Champaign, IL

Hedda Sterne

Krannert Art Museum

Throughout her long, distinguished career (now ninety-six, she only recently stopped making new work), painter Hedda Sterne has steadfastly refused to adopt a consistent style. That idiosyncratic approach might partially explain why Sterne has largely been excluded from the canon of postwar American art, despite her prominence in the 1940s and ’50s and her appearance as the only woman in a famous 1951 Life magazine group photograph of New York Abstract Expressionists tagged “The Irascibles.” A recent retrospective of her work, the first since the Queens Museum of Art’s in 1985, aimed to make the overlooked artist newly visible.

Organized by Krannert Art Museum at the University of Illinois, “Uninterrupted Flux: Hedda Sterne, A Retrospective” presented more than one hundred drawings and paintings. Arranged (for the most part) chronologically, the exhibition opened with a selection of unsettling surrealistic collages and drawings dating from around 1941, when Sterne emigrated from Bucharest to the United States, and ended with some of the sinewy yet delicate graphite drawings that she began making in 1997 after macular degeneration stopped her from painting. The latter in particular reflect the complex workings of an extraordinary mind.

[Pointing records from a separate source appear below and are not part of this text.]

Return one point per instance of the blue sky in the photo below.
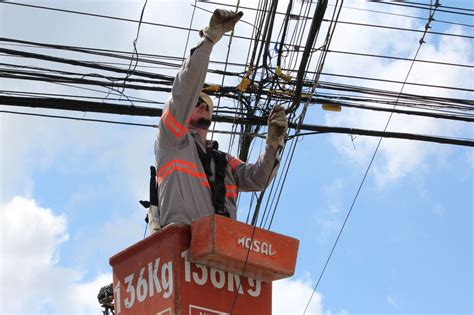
(70, 189)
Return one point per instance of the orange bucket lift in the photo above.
(215, 266)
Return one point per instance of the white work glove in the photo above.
(277, 126)
(222, 21)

The impetus for “Flux” came in 2000, when Josef Helfenstein, the director of Krannert, discovered Sterne’s Machine No. 5, 1950, in storage. After becoming director of the Menil Collection in 2004, he turned the show over to Sarah Eckhardt, who expertly organized Sterne’s varied oeuvre into eleven sections, including a revealing set of pencil, ink, and oil portraits executed between 1938 and 1967. These include a self-portrait sketched in 1940; drawings of the artist’s husband, the cartoonist/artist Saul Steinberg, done in a manner reminiscent of his own loose style; and two separate paintings of Barnett Newman and his wife, Annalee. In his, Barnett Newman occupies only the bottom half of the canvas, while in hers his wife, her fists clenched and her arms held rigidly to her sides, fills the entire space.

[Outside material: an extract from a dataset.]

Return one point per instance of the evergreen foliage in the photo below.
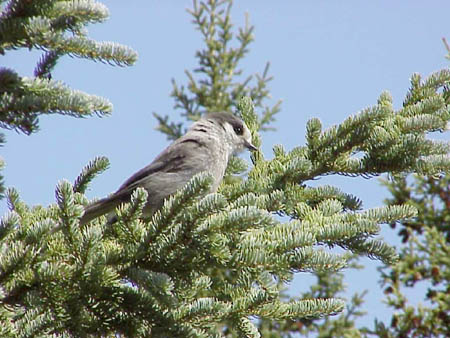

The most distinctive works in “Flux,” though, were those from the “Machine” and “New York, New York and Spray Road” series (1947–52, and 1951–57, respectively), which together represent the artist’s best-known work; Faces from the 1969–70 “Everyone Series”; and Diary, 1976. Infused with whimsical humanity (Sterne called them “anthropographs”), the “Machine” paintings depict abstract and rather comical contraptions—Sterne had become interested in the idea that humans unconsciously design machines with an element of self-portraiture. The startlingly prescient “New York, New York and Spray Road” paintings feature innovative use of a spray-paint gun to add atmosphere, movement, and an unexpected softness to industrial scenes. The unnerving Faces, 1969, is an installation of acrylic paintings on unprimed canvases that were shown here stapled to four walls, establishing a cavelike space inside the museum. The visages are crudely stylized yet resonant with individual personality—even though they are of an anonymous crowd—and possess an uncanny presence that makes one feel observed.

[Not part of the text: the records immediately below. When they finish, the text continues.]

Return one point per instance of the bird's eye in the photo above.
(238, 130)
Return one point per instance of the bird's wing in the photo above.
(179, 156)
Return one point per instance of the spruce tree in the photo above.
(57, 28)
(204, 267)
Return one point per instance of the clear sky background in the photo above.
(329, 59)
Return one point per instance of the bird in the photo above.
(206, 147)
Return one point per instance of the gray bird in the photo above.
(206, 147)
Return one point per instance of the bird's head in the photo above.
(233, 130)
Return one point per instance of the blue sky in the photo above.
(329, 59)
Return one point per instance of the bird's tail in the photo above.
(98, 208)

Finally, Diary, with its grid design and unstretched canvas, recalls a checkerboard-style quilt and displays a strong sense of design. Over several months in 1976, Sterne each day filled in an empty square in the grid with the date and a short text about her own thoughts, or with quotes from or paraphrases of William Blake, Friedrich Nietzsche, and others. As a literal representation of “patterns of thought,” Diary is emblematic of the artist’s particular intelligence, which was once described by art historian Dore Ashton as “omnivorous.” Overall, “Uninterrupted Flux” succeeded in reestablishing Sterne as a key member of the iconoclastic “Irascibles,” while paying tribute to the fact that she rejected even that colorfully mythologizing label.